The present systematic scoping review marks a pioneering effort in comprehensively assessing the impact of smart technologies on the health outcomes of DFU patients. The results reveal a field characterized by promising advancements in sensor systems and offloading devices, offering a glimpse into the future of DFU management. Among the technologies, three distinct categories emerge: smart insoles for pressure monitoring and adjustment, smartwatches with coaching functionalities, and temperature monitoring devices. Data extraction indicates that smart insoles hold considerable promise, offering a means to actively monitor and potentially alter pressure distribution, thereby reducing the risk of ulcer development or progression. Additionally, temperature monitoring emerges as a potentially accessible and cost-effective tool, either as a standalone intervention or as a complementary technology alongside more sophisticated sensor systems. Furthermore, our review underscores the potential of self-management and patient observation in fostering awareness and behavior change.
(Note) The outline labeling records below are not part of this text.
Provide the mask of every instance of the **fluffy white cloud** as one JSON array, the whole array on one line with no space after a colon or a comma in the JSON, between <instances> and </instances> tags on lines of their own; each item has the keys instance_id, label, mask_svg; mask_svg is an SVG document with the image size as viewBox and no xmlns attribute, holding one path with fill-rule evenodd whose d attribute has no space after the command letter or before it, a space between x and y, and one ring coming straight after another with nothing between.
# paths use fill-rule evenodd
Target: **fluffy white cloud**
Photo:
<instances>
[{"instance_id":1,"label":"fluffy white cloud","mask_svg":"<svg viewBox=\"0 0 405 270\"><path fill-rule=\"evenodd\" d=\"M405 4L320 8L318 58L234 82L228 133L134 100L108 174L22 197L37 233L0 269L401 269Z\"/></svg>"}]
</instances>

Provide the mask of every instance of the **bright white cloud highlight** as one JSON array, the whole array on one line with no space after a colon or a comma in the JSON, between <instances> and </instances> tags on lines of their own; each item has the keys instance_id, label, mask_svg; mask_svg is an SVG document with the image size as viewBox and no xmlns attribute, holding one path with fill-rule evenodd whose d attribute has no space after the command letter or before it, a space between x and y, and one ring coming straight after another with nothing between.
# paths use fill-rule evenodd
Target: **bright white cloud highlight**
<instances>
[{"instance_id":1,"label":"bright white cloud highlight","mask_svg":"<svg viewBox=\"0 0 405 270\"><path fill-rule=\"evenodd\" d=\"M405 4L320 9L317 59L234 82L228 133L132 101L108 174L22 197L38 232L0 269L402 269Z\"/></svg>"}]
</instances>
Empowering patients with tools for self-monitoring and personalized care may not only enhance adherence but also facilitate early intervention and prevention strategies, ultimately improving clinical outcomes. Due to significant heterogeneity in study designs, interventions, and outcome measures among the included studies, conducting a meaningful meta-analysis may not be feasible or appropriate at this point. Meta-analyses are typically most effective when the studies included in the analysis are sufficiently homogenous to allow for meaningful comparisons and pooling of data. However, in our systematic review, the diverse nature of the studies and the variability in methodologies may limit the interpretability and reliability of results. Instead, we opted to provide a narrative synthesis of the findings, which allowed us to qualitatively summarize and contextualize the evidence from the included studies. This approach enabled us to highlight key trends, common themes, and areas of consensus or divergence among the studies, providing valuable insights into the benefits and challenges of smart technologies in DFU management. Future reviews could consider conducting a meta-analysis.